After experiencing some seasickness the first few days offshore (in part due to large swells), I woke up this morning feeling adjusted to the sway and roll of the boat. Now our third full day at sea, I have completed four watch shifts and feel adjusted to my new schedule. Without seasickness to distract me, I find that my favorite place to be is in the Jason van, where I often find myself watching the ROV work even off my shift.

As I’m writing this, I’m sitting in the back row of the van watching the Jason team work to pull anemones off the cables connected to the “Sheep” (a colloquial name for the MJ01C junction box). Once the Sheep is onboard, myself and other VISIONS’21 students will work to scrape off the anemones that cover it.

My view from inside the Jason van. Credit: H. Weinrich, University of Washington, V21.

Working in the Jason van was a bit nerve wracking at the start, with a lot of tasks to remember and events to log, but I was surprised by how quickly I felt at home in here. Once I started feeling a bit better yesterday, I was also able to work on my project for the week, which involves watching footage from a Jason dive in 2019 from a nearby site called Pythias Oasis. 

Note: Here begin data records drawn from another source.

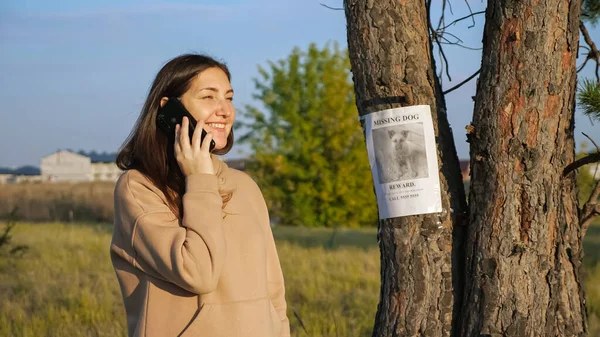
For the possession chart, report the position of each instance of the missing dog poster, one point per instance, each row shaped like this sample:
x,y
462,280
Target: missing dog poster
x,y
402,153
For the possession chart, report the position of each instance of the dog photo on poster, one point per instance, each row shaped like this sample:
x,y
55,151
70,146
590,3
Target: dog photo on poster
x,y
402,153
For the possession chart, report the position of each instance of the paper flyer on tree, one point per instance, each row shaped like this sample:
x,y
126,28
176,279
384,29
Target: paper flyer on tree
x,y
402,153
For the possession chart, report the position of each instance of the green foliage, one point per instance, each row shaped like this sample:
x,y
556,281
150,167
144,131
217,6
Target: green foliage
x,y
588,97
590,11
310,157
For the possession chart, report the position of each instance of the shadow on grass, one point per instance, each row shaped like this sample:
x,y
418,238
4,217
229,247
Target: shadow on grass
x,y
327,238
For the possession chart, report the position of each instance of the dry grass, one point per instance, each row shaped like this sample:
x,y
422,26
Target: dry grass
x,y
59,201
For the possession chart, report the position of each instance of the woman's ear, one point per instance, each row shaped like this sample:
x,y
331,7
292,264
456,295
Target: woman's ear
x,y
163,101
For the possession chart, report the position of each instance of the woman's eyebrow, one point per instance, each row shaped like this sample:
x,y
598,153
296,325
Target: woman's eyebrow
x,y
216,90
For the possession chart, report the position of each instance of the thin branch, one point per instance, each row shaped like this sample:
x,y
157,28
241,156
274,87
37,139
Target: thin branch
x,y
464,18
583,65
591,140
447,68
462,83
461,45
458,40
590,158
333,8
593,54
471,11
586,219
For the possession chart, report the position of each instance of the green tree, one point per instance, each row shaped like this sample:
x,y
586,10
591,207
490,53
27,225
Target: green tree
x,y
585,177
309,152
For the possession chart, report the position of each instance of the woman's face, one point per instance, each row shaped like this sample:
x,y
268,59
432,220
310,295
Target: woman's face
x,y
210,99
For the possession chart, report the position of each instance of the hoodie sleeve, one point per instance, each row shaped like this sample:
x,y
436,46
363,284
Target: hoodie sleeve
x,y
189,254
275,279
276,285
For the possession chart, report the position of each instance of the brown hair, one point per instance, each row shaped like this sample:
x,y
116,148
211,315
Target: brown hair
x,y
149,150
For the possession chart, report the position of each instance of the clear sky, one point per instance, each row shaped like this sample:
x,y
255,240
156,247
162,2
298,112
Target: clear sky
x,y
75,73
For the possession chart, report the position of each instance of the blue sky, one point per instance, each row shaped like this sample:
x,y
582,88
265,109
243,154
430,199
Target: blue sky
x,y
75,73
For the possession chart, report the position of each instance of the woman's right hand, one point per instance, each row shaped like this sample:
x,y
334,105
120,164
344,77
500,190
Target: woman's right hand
x,y
193,157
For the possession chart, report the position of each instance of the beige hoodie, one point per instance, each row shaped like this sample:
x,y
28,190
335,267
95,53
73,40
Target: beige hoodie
x,y
216,273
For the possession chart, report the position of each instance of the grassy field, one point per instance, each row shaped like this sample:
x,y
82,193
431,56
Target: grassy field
x,y
64,284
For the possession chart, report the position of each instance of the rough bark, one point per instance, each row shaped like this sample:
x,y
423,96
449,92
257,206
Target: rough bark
x,y
392,64
524,270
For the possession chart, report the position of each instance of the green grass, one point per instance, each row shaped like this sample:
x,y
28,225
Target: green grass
x,y
64,284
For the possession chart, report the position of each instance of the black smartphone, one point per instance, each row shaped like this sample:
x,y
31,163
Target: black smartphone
x,y
171,114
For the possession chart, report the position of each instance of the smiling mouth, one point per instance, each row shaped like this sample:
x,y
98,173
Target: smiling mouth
x,y
217,126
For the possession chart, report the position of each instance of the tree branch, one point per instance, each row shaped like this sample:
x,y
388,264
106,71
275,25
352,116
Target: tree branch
x,y
590,210
462,83
590,158
593,54
333,8
464,18
593,142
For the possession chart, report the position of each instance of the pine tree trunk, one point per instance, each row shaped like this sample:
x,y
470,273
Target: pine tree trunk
x,y
392,64
524,271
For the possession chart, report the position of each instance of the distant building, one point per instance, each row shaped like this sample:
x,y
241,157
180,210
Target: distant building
x,y
66,165
19,175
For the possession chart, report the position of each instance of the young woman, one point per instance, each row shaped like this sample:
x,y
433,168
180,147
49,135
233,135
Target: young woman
x,y
192,246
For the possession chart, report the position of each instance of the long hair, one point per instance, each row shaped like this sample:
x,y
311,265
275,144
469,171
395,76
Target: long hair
x,y
149,150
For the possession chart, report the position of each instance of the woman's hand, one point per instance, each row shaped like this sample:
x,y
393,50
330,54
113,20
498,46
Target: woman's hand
x,y
193,157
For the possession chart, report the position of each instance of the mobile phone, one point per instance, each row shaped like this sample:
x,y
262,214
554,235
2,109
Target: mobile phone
x,y
171,114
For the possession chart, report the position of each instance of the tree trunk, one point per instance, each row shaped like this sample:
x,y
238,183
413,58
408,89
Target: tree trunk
x,y
524,271
392,64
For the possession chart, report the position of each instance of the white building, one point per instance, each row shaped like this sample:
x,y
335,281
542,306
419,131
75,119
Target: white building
x,y
67,165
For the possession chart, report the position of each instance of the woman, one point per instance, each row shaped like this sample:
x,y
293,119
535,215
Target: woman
x,y
192,247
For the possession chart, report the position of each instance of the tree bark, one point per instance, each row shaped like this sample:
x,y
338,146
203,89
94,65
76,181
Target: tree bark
x,y
524,270
392,64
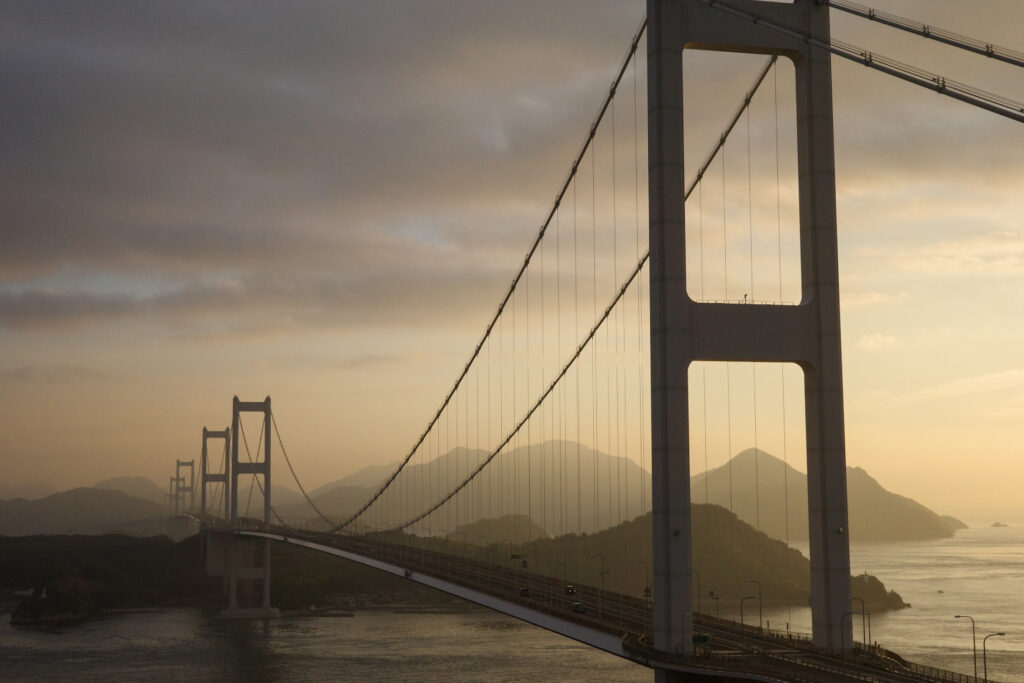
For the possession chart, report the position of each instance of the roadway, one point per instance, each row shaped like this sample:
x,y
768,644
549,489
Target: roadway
x,y
730,647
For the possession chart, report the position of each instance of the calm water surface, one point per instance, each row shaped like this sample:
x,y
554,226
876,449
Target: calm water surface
x,y
980,572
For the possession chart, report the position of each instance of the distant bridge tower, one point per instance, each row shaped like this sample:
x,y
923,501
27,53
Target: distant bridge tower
x,y
216,477
242,552
684,331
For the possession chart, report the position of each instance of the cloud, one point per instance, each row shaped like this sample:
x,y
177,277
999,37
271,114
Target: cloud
x,y
863,299
50,374
976,384
992,254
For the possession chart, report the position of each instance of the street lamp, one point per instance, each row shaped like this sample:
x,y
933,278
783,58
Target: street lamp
x,y
741,601
863,632
601,590
974,641
984,655
853,641
761,623
646,580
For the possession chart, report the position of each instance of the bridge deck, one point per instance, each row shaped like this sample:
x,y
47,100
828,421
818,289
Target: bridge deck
x,y
612,622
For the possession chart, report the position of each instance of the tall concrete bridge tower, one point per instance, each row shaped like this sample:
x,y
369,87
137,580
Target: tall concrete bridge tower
x,y
684,331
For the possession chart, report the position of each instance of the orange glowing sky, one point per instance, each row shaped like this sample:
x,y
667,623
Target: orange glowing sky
x,y
324,203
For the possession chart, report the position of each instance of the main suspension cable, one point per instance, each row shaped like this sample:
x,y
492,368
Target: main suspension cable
x,y
932,33
515,281
600,321
967,93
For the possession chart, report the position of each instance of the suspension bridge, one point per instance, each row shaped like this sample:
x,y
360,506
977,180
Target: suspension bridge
x,y
608,371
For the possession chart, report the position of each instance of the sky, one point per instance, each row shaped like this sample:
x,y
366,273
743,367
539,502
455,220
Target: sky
x,y
325,202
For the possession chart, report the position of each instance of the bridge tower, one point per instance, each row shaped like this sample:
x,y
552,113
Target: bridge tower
x,y
242,552
179,484
217,477
684,331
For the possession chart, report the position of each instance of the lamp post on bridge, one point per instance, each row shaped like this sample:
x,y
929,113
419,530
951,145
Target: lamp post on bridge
x,y
853,642
974,640
742,626
863,632
697,574
761,623
601,590
537,557
984,654
509,541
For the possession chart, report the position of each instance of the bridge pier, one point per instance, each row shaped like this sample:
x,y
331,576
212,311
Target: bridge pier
x,y
242,553
683,331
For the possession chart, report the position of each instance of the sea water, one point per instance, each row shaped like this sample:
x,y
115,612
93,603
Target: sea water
x,y
980,572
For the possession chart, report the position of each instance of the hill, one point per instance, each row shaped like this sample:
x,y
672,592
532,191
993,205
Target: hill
x,y
727,552
137,486
371,476
540,481
761,484
30,492
77,511
509,526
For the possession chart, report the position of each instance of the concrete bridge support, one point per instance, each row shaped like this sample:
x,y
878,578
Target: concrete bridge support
x,y
684,331
243,553
217,477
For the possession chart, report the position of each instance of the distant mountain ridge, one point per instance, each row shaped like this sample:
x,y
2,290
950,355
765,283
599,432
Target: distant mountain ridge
x,y
761,484
78,511
138,486
30,492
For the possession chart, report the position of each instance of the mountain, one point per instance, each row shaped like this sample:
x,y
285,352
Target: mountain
x,y
30,492
78,511
761,484
137,486
727,553
509,526
371,476
542,481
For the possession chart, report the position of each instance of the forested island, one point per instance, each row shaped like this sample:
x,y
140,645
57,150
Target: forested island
x,y
74,578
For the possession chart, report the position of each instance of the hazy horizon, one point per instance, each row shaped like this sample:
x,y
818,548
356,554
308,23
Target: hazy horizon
x,y
324,204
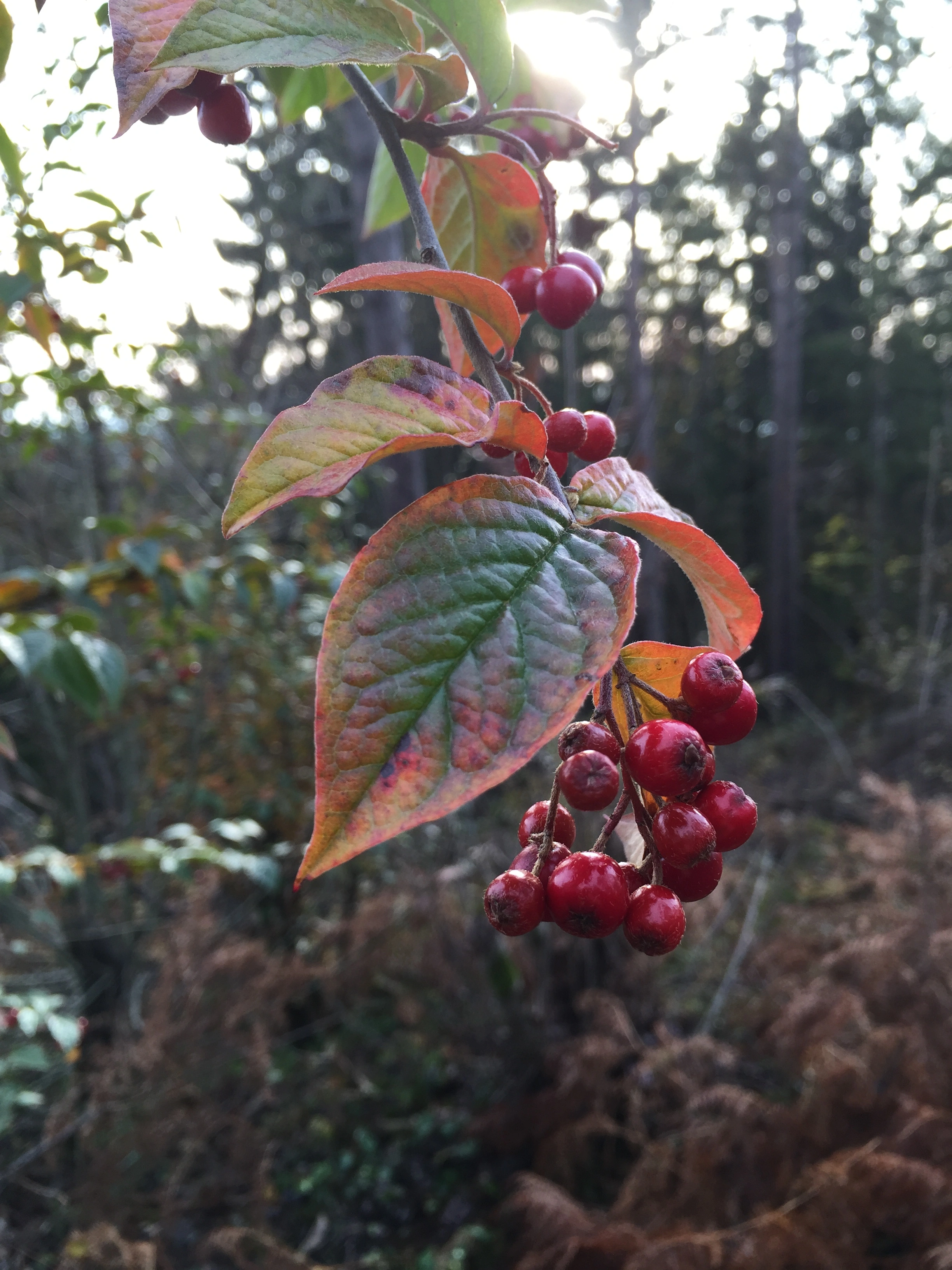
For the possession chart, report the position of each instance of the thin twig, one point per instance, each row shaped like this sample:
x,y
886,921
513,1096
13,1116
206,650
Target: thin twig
x,y
431,252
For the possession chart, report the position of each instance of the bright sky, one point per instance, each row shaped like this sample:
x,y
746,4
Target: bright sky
x,y
695,75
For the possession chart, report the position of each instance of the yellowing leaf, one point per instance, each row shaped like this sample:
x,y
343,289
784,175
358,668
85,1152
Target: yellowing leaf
x,y
140,28
614,491
464,638
488,218
483,298
379,408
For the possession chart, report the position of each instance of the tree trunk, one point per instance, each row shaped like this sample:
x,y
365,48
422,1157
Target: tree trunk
x,y
384,318
643,405
785,266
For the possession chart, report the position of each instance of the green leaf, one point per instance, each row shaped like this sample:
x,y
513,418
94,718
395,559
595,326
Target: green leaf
x,y
107,663
465,637
386,203
229,35
5,39
480,32
379,408
10,159
614,491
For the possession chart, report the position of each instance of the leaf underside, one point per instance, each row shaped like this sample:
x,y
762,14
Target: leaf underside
x,y
465,637
614,491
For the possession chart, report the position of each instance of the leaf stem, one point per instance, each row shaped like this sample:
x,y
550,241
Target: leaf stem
x,y
431,252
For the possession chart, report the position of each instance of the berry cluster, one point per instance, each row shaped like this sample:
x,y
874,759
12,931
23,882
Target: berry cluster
x,y
686,817
224,114
590,436
563,294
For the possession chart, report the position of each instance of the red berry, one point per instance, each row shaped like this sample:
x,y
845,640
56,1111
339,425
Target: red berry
x,y
682,835
590,780
732,813
558,461
711,682
527,858
588,895
728,726
667,757
178,103
521,284
564,295
225,117
584,262
567,430
654,923
697,882
535,822
633,877
601,439
588,736
514,902
203,84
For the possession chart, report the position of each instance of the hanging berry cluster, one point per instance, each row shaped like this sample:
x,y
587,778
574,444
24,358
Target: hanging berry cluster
x,y
665,774
224,114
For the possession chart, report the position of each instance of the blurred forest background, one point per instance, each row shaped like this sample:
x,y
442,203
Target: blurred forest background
x,y
200,1067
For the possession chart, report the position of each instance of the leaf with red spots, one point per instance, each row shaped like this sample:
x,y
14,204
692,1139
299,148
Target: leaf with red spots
x,y
464,638
614,491
659,665
386,405
488,216
483,298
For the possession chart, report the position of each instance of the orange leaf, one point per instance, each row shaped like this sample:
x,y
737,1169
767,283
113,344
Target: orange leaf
x,y
140,28
483,298
488,216
465,637
518,428
659,665
614,491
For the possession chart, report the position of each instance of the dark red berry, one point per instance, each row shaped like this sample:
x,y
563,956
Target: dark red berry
x,y
667,757
601,439
203,84
732,813
728,726
711,681
567,430
586,735
564,295
527,858
558,461
697,882
225,117
590,780
178,103
588,895
514,902
633,877
521,284
535,822
584,262
654,923
682,835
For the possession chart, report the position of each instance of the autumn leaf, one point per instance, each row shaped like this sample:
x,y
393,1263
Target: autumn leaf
x,y
140,28
464,638
488,218
483,298
614,491
379,408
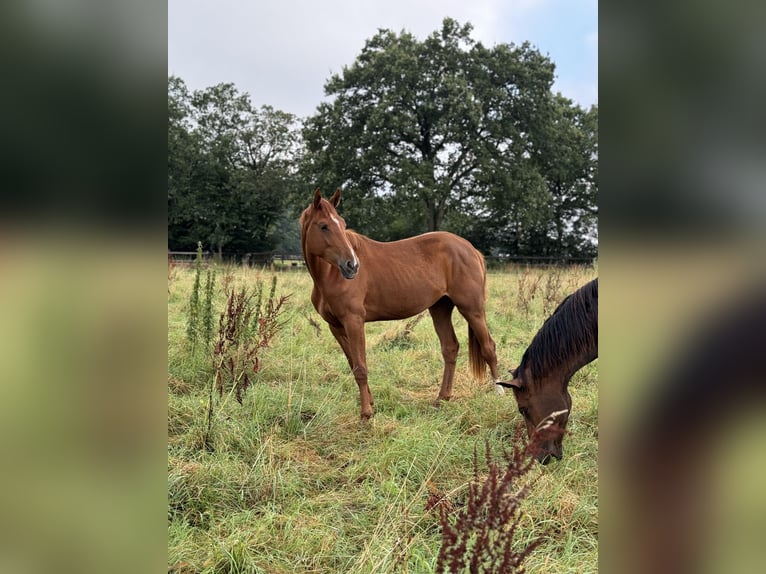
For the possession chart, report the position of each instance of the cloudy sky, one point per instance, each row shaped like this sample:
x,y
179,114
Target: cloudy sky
x,y
282,52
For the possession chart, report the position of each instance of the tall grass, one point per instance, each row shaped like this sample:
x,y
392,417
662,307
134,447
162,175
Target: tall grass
x,y
297,483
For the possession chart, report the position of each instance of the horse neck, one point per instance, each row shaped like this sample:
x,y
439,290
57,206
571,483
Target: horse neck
x,y
318,268
577,362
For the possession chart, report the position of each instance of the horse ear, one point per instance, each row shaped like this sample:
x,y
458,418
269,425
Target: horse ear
x,y
515,383
335,199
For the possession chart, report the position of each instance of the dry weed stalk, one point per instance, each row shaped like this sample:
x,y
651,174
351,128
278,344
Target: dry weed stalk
x,y
244,329
478,537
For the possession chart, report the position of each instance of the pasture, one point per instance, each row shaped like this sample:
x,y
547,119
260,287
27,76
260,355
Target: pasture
x,y
294,482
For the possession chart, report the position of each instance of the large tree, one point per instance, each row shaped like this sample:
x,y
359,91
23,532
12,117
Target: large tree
x,y
230,169
447,133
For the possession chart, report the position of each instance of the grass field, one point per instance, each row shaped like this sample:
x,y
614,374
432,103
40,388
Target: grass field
x,y
293,482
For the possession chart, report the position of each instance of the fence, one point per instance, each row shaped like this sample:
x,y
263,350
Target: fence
x,y
287,261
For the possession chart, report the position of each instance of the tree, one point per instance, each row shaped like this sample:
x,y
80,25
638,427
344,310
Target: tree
x,y
449,133
230,168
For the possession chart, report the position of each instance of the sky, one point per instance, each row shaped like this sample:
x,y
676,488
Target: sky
x,y
282,52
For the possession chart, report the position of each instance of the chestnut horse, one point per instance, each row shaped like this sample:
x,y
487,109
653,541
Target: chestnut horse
x,y
358,280
567,341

I will then then identify and map fauna found at and near the site. We are slated to take 24 hours at Pythias this leg of the trip, which is the part I’m most excited for. I’ve thought about staying up the whole time we are there so I don’t miss anything, relying on coffee and enthusiasm to stay alert and then sleeping during the transit back to Newport.

Check in tomorrow for an update on cleaning the “sheep,” which is the most heavily bio-fouled instrument I’ve ever seen. Wish us luck in cleaning it! 

Han and Sadie looking very stylish in their immersion suits during the safety meeting. Credit: M. Elend, University of Washington; V21.

August 11: Starting Leg 2

After a 6-hour drive from the UW down to Newport, our student van arrived at the NOAA dock. The excitement was palpable, and after a rapid COVID test (safety first), we boarded the ship. Once onboard, we got a tour of the ship and a meal to kick off our time on the R/V Thomas G. Thompson.

The next day, activity picked up as we got a safety drill, a science meeting and a safety training meeting, part of which involved donning immersion suits. These suits keep the wearer warm, dry and afloat in the case of an emergency, but are not known for their flattering looks.

Because the ship did not depart from the dock until 2:45pm on Tuesday, we had plenty of time to begin working on our student projects, familiarize ourselves with our roles and schedules onboard the ship, and even begin decorating styrofoam cups (which will later be sent to the seafloor with the ROV Jason and return to the surface a fraction of their former size). I chose to attempt a drawing of my pet toad, Maynard. Once the Thompson left the dock, we were greeted with fog as we entered into rocky seas. My watch runs from 4-8 (am and pm), so I went to bed early to start acclimating to the schedule change.